BALI, WARTA BPK — Anggota IV Badan Pemeriksa Keuangan (BPK) RI Haerul Saleh menegaskan pentingnya peran Supreme Audit Institutions (SAI) dalam mendukung tata kelola sektor kelautan yang transparan dan berkelanjutan. Hal ini disampaikan Anggota IV saat membuka pelatihan internasional “Hands-On Audit Training in Blue Economy: Tools and Techniques in Fishery” di Balai Diklat PKN BPK, Bali, Senin (4/8/2025).
“SAI memiliki peran utama sebagai independent guardian dari kebijakan. Melalui audit di sektor kelautan, SAI dapat mengevaluasi apakah kebijakan di sektor maritim telah diimplementasikan secara akuntabel dan tidak mengandung unsur korupsi atau pemborosan,” ujar Anggota IV.
Menurutnya, ekonomi biru merupakan masa depan pembangunan global. Namun untuk menjamin keberlanjutan laut sebagai sumber ekonomi, seluruh pemangku kepentingan termasuk lembaga pemeriksa negara perlu menjalankan fungsinya secara aktif dan adaptif.
Anggota IV menjelaskan bahwa SAI tidak hanya berperan sebagai pengawas, melainkan juga sebagai pemberi insight dan foresight atas kebijakan blue economy.
“SAI memiliki wewenang untuk memberikan masukan dan rekomendasi atas hal-hal strategis dalam rangka meningkatkan efisiensi dan efektivitas program (insight). Selain itu, SAI dapat memberikan rekomendasi berbasis data untuk masa depan (foresight),” tegas Anggota IV.

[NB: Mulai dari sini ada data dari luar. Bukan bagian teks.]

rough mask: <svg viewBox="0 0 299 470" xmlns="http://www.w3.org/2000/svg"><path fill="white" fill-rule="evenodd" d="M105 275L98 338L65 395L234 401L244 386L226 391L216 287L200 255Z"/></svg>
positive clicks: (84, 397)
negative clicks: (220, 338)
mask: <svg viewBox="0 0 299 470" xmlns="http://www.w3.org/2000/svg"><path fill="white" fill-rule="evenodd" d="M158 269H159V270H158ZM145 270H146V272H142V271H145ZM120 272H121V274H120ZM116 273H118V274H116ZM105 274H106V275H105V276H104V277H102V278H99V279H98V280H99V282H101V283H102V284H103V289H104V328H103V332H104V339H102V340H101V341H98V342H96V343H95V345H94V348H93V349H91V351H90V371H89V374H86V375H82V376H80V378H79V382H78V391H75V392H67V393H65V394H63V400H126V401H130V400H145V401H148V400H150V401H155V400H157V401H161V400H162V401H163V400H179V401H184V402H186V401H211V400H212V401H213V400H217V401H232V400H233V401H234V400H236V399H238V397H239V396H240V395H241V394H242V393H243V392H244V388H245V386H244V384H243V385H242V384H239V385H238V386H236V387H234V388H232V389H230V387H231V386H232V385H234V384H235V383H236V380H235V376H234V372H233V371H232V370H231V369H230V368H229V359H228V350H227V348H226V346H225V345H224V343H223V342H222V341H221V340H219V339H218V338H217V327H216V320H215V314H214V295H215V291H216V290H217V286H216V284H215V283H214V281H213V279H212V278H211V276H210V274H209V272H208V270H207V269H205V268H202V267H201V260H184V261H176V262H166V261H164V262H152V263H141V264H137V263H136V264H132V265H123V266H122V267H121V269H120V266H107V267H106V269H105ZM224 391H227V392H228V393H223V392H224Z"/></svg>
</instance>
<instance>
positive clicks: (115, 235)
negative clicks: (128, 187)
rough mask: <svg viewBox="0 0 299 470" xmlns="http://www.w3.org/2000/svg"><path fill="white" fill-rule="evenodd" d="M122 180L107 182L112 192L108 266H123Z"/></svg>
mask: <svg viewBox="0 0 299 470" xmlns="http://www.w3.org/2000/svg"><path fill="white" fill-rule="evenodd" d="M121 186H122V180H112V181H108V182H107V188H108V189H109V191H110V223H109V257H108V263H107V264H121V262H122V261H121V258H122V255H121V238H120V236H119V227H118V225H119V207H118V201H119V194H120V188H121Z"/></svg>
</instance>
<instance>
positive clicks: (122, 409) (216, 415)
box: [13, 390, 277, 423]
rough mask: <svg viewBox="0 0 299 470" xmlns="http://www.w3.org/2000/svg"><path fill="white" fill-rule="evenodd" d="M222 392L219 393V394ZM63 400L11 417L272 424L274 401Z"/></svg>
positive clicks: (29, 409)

Dalam konteks kerja sama global, Anggota IV mendorong agar SAI lintas negara berkolaborasi lebih erat, mengingat sektor kelautan bersifat lintas batas. “SAIs antarnegara dapat berkolaborasi dalam melakukan audit atas tata kelola kelautan. Mengingat sektor kelautan dan perikanan bersifat lintas batas, SAIs perlu melakukan audit bersama atas isu lintas batas dan sharing mengenai metodologi atau teknik audit Blue Economy,” ungkapnya.
Lebih lanjut, Anggota IV menyoroti sejumlah faktor penting dalam audit ekonomi biru. Pertama, pentingnya menjadikan isu keberlanjutan sebagai prioritas utama. Audit perlu diarahkan pada isu krusial yang telah kita bahas, seperti Illegal, Unreported, and Unregulated (IUU) fishing, pencemaran laut, dan degradasi habitat laut. “Ketiganya merupakan ancaman serius terhadap ekosistem laut dan kesejahteraan masyarakat pesisir,” kata Anggota IV.
Dalam kesempatan itu, Anggota IV juga menekankan pentingnya penggunaan teknologi dalam proses audit. SAI perlu menggunakan teknologi seperti big data, kecerdasan buatan (AI), citra satelit, hingga analisis multi-aktor. Kombinasi ini akan membantu auditor dalam mengukur efektivitas intervensi kebijakan kelautan secara lebih akurat dan berbasis bukti.
Selain itu, pendekatan kolaboratif juga sangat krusial. “Pemerintah, sektor swasta, non-government organization hingga masyarakat lokal harus dilibatkan dalam proses audit. Dengan demikian, hasil audit tidak hanya bersifat teknokratik, tetapi juga relevan dan bermanfaat secara sosial dan ekonomi bagi masyarakat,” tambahnya.
Pelatihan internasional ini diikuti oleh 28 peserta dari 13 negara, termasuk Indonesia. Pelatihan ini merupakan bagian dari komitmen BPK dalam memperkuat kapasitas pemeriksaan sektor ekonomi biru secara global. Kegiatan ini juga menjadi forum berbagi praktik audit terbaik di sektor kelautan yang kompleks dan dinamis.